The tenth annual Northeast Greek Leadership Association Conference last weekend provided three Penn students the opportunity to network with leaders in the Greek community from the region.
The NGLA conference is a three-day event that brings together over 700 students and faculty leaders from Greek organizations across the Northeast.
Penn was represented by three students — Interfraternity Council President and Wharton junior Christian Lunoe, Wharton sophomore and Alpha Phi Finance Director Hillary Heimbach and College sophomore and Sigma Alpha Epsilon Executive Vice President Nate Ashton, who is also a member of the IFC judiciary board.
The keynote speaker for the event was Mike Dilbeck, founder of “Response Ability,” an education program on bystander behavior and intervention.
Panhel Advisor and Office of Fraternity and Sorority Affairs Associate Program Director Stacy Kraus, who helped to organize the event, said Dilbeck’s speech helped her realize “we can individually make differences by confronting things.”
The bystander effect “can be anything from someone using the phrase ‘that’s so gay’ to seeing hazing or alcohol abuse on campus,” Kraus said.

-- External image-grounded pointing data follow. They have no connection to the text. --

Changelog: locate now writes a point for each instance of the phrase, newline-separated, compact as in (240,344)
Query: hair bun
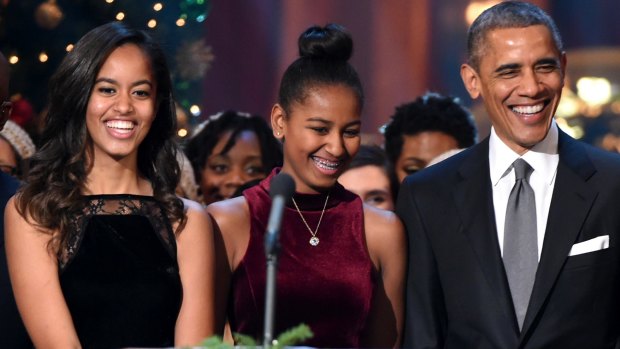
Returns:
(330,42)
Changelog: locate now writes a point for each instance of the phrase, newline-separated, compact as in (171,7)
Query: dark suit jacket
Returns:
(12,332)
(457,291)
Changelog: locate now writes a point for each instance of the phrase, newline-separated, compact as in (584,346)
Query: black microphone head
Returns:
(283,185)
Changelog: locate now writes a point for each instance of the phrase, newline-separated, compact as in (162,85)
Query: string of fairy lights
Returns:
(35,36)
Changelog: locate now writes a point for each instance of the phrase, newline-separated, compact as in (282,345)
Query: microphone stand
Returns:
(272,248)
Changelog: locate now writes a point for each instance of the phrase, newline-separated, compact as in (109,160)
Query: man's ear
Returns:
(277,121)
(471,80)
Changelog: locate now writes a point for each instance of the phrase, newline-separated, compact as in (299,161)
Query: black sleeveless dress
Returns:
(119,273)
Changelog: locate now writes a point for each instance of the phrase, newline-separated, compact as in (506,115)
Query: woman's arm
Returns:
(231,226)
(195,255)
(33,269)
(385,237)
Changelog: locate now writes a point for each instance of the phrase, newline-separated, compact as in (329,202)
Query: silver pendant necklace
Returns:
(314,240)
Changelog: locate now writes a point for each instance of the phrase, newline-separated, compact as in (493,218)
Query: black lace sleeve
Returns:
(118,205)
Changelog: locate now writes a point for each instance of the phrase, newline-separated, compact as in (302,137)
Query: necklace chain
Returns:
(314,240)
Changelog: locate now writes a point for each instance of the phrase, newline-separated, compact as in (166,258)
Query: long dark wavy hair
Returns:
(53,190)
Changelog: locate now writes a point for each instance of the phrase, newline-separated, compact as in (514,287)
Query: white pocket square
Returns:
(596,244)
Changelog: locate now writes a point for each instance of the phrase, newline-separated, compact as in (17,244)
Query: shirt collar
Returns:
(543,157)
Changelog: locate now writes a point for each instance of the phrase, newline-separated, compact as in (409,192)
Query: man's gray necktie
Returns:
(521,240)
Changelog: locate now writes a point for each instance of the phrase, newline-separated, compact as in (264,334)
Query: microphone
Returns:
(281,191)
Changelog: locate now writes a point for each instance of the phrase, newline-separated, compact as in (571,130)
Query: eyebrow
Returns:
(329,122)
(512,66)
(377,192)
(136,83)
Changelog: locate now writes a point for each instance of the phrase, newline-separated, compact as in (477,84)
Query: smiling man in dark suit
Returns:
(513,242)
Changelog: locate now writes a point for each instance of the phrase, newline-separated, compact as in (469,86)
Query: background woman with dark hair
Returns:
(229,150)
(341,265)
(101,252)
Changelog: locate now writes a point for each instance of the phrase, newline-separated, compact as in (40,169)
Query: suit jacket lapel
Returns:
(474,200)
(569,206)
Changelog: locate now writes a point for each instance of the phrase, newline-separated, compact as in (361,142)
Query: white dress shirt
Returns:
(543,158)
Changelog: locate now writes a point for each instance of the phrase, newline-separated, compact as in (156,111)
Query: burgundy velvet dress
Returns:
(329,287)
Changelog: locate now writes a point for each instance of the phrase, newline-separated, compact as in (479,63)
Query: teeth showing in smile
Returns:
(529,109)
(327,165)
(120,125)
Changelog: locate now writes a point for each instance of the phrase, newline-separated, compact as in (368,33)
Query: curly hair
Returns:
(430,112)
(53,190)
(200,146)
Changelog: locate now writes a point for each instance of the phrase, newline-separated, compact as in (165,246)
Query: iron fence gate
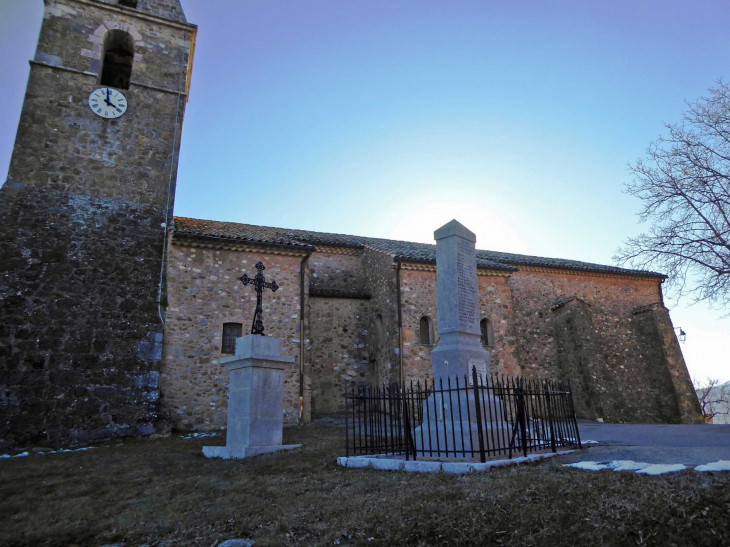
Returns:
(481,418)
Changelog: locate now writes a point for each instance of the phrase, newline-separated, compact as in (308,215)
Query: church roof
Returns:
(404,250)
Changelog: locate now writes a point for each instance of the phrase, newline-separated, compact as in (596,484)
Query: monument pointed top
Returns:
(455,228)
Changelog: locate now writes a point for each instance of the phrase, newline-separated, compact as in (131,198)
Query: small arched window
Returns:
(231,331)
(117,59)
(379,335)
(485,325)
(425,328)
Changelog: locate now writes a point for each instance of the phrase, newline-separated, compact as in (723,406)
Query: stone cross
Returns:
(259,283)
(459,348)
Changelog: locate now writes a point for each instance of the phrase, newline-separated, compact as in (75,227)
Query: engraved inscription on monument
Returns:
(467,292)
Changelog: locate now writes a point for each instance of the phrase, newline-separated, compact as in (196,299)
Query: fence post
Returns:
(477,406)
(347,426)
(572,409)
(546,386)
(406,422)
(521,414)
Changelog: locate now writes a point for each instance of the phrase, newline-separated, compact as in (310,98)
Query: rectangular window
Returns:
(231,331)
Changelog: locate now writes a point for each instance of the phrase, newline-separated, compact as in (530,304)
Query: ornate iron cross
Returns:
(259,284)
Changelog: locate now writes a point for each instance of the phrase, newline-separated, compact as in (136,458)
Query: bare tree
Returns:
(684,183)
(714,398)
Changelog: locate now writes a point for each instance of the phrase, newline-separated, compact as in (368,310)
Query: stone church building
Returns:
(114,314)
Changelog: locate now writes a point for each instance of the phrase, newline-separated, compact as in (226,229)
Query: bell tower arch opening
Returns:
(117,59)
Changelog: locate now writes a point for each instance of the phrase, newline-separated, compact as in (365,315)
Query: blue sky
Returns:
(389,118)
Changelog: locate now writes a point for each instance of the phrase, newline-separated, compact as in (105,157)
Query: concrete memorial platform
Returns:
(255,399)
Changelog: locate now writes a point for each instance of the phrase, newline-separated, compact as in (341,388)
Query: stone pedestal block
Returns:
(255,399)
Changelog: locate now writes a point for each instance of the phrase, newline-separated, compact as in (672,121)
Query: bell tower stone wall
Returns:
(86,208)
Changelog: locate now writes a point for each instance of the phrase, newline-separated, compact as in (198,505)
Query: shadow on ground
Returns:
(164,492)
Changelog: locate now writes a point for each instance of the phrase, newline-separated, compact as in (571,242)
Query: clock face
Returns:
(107,102)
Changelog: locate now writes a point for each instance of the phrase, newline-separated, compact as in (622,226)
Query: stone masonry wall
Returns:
(380,283)
(419,299)
(339,354)
(169,9)
(205,292)
(335,271)
(620,374)
(80,337)
(84,210)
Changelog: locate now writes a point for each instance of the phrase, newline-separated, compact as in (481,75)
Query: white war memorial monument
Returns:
(255,389)
(459,350)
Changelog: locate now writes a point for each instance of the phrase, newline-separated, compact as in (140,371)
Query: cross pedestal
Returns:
(255,399)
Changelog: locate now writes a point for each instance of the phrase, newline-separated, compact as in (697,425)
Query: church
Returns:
(114,313)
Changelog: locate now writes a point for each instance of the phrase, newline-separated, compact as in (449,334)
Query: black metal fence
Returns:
(480,418)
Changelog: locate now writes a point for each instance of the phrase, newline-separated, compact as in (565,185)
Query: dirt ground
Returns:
(164,492)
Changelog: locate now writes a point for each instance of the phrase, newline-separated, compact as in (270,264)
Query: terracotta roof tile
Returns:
(406,250)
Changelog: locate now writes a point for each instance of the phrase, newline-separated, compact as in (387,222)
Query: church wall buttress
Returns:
(619,375)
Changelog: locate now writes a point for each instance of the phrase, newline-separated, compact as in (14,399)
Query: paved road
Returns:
(654,443)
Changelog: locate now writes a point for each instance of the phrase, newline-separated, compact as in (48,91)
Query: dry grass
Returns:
(165,492)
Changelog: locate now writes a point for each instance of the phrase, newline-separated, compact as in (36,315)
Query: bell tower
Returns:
(85,214)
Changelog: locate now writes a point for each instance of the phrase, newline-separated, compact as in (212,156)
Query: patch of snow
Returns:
(722,465)
(16,456)
(661,468)
(590,466)
(50,452)
(199,435)
(627,465)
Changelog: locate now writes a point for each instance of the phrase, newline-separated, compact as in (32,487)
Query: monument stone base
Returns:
(255,399)
(231,453)
(439,431)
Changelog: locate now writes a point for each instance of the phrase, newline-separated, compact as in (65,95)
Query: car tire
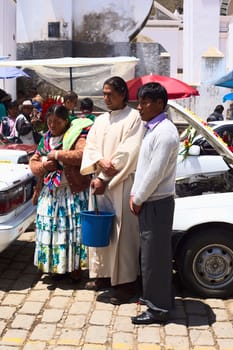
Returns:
(205,262)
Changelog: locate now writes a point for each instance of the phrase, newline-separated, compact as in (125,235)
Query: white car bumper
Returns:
(15,226)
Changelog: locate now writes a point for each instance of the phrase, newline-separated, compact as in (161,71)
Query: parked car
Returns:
(11,152)
(202,168)
(16,210)
(203,224)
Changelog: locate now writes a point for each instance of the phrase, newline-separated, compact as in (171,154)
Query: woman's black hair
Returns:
(119,85)
(153,91)
(59,110)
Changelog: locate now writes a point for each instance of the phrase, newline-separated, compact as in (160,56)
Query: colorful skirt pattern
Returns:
(58,231)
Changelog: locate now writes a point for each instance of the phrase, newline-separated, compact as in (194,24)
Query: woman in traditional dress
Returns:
(62,193)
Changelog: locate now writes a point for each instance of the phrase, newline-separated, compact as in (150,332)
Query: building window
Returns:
(53,29)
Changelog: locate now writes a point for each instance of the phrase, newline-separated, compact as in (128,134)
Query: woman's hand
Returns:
(50,165)
(98,186)
(107,167)
(52,155)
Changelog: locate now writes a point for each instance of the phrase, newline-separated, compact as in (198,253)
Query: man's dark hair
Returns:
(86,104)
(59,110)
(12,104)
(154,91)
(119,85)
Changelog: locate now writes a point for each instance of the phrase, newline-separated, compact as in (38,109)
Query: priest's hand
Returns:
(98,186)
(134,208)
(107,167)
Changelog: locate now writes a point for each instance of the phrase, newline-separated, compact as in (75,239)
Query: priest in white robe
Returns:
(111,153)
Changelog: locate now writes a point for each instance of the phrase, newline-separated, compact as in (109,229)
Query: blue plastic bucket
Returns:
(96,228)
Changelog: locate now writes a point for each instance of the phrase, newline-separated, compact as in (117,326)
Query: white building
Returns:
(196,47)
(8,38)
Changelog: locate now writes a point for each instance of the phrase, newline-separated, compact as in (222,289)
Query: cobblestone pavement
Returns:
(38,312)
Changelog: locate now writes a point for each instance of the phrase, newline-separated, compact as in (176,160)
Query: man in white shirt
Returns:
(152,199)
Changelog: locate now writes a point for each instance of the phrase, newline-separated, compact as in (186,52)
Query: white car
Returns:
(16,210)
(203,224)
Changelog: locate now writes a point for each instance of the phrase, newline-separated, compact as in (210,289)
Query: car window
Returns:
(226,133)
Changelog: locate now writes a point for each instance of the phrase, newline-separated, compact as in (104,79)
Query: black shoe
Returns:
(149,317)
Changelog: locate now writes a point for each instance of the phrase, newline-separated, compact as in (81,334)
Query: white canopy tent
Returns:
(85,75)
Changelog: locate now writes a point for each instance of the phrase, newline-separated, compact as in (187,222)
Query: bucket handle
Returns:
(96,209)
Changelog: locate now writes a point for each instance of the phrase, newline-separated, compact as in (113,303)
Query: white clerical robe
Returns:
(116,136)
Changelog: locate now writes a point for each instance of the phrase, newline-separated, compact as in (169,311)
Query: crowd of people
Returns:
(126,160)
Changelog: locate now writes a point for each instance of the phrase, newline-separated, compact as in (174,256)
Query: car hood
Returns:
(204,129)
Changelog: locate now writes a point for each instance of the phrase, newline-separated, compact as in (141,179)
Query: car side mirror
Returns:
(194,150)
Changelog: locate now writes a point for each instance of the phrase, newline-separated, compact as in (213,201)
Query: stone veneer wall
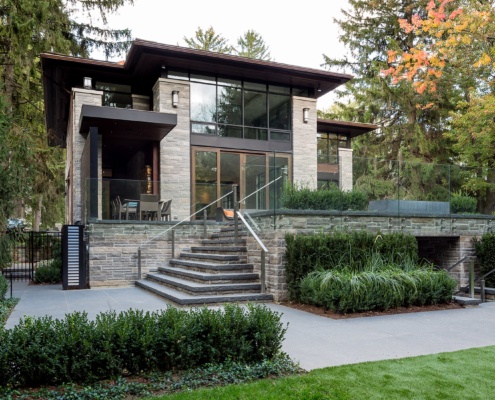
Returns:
(304,150)
(175,149)
(113,248)
(75,145)
(345,169)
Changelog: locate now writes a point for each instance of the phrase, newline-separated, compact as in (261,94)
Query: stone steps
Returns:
(185,299)
(215,272)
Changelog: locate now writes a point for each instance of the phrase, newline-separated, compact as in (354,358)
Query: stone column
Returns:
(345,169)
(175,148)
(75,146)
(304,162)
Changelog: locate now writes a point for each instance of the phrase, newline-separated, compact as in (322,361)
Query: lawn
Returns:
(466,374)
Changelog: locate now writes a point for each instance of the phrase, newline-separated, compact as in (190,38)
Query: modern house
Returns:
(185,124)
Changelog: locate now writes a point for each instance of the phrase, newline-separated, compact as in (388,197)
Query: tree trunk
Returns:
(37,215)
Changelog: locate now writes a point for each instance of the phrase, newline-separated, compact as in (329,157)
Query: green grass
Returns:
(466,374)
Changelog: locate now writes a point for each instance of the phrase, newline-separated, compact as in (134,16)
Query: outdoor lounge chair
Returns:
(166,210)
(148,206)
(129,208)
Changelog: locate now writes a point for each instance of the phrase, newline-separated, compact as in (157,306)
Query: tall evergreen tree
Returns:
(208,40)
(252,45)
(369,30)
(30,27)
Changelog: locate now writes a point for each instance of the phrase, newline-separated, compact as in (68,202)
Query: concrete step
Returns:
(212,267)
(186,299)
(467,301)
(227,234)
(218,258)
(199,276)
(204,288)
(223,242)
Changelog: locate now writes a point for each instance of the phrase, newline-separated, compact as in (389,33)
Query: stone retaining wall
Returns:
(114,246)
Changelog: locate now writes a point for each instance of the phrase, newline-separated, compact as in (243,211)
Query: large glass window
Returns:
(328,148)
(217,170)
(115,95)
(229,105)
(280,111)
(255,109)
(203,102)
(232,108)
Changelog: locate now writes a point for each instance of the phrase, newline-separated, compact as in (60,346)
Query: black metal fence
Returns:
(21,253)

According to Dilbeck, the conference was a “unique and extraordinary opportunity” to introduce the issue of the bystander effect to fraternity and sorority leaders. Many students and faculty thanked Dilbeck for introducing them to a new set of vocabulary to speak about things they have all experienced.
Dilbeck stressed that they bystander effect affects people from all walks of life. “When you, as a human being, see something happen that you know is not right and you do nothing and say nothing, you are a bystander,” he said.
“There are things that are happening in a fraternity that people aren’t asking enough questions about,” he added. “Nine times out of ten, if we really start asking those questions, there are things happening in a chapter that we’ll realize we shouldn’t be doing.”
According to Lunoe, educational workshops ranged from recruitment ideas to risk and stress management.
“It was great to socialize with other people,” he said. “I learned a lot of things about how to run an inter-fraternity council.”
Lunoe said he hopes to encourage open expansion of the National Interfraternity Council chapters at Penn. This system will allow any of the 73 NIC fraternities to set up a chapter on campus at any time.
Currently, the University has a voting system in which the majority of existing fraternities must agree to allow new chapters to set up.